This Part III of ‘THE METAVERSE PRIMER’, which focuses on the role of Networking in ‘The Metaverse’. Here, Networking is defined as “the provisioning of persistent, real-time connections, high bandwidth, and decentralized data transmission by backbone providers, the networks, exchange centers, and services that route amongst them, as well as those managing ‘last mile’ data to consumers.”
The three core areas of networking — bandwidth, latency, and reliability — are likely to be least interesting Metaverse-enablers to most readers. However, their constraints and growth shape how we design Metaverse products and services, when we can use them, and what we can (and may never be able to) do.
Bandwidth
Bandwidth is commonly thought of as ‘speed’, but it’s actually how much data can be transmitted over a unit of time. The requirements for the Metaverse are much higher than most internet applications and games, and beyond many modern connections. The best way to understand this is via Microsoft Flight Simulator.
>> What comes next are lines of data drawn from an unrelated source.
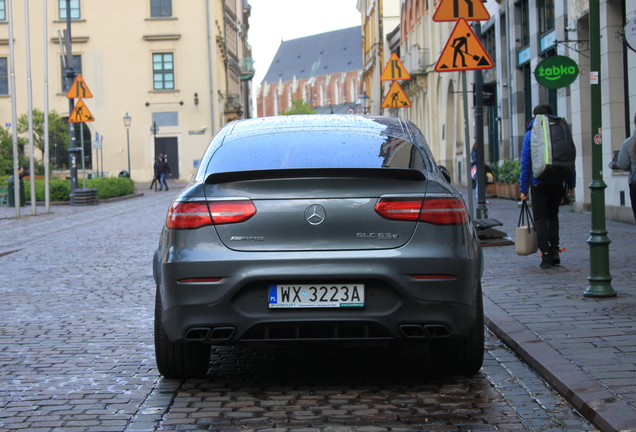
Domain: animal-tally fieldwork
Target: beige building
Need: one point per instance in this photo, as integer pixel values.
(182, 65)
(379, 18)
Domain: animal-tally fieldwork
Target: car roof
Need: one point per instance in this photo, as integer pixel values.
(392, 126)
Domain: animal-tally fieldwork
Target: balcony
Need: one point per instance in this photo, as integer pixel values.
(232, 104)
(247, 69)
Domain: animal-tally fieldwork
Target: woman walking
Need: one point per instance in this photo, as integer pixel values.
(627, 162)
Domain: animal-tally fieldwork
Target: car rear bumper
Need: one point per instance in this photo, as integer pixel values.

Microsoft Flight Simulator is the most realistic and expansive consumer simulation in history. It includes 2 trillion individually rendered trees, 1.5 billion buildings and nearly every road, mountain, city and airport globally… all of which look like the ‘real thing’, because they’re based on high-quality scans of the real thing. But to pull this off, Microsoft Flight Simulator requires over 2.5 petabytes of data — or 2,500,000 gigabytes. There is no way for a consumer device (or most enterprise devices) to store this amount of data.
And even if they could, Microsoft Flight Simulator is a live service that updates to reflect real-world weather (including accurate wind speed and direction, temperature, humidity, raid, and lighting) and air traffic. You can literally fly into real-world hurricanes and storms, while trailing IRL commercial airliners on their exact flight path.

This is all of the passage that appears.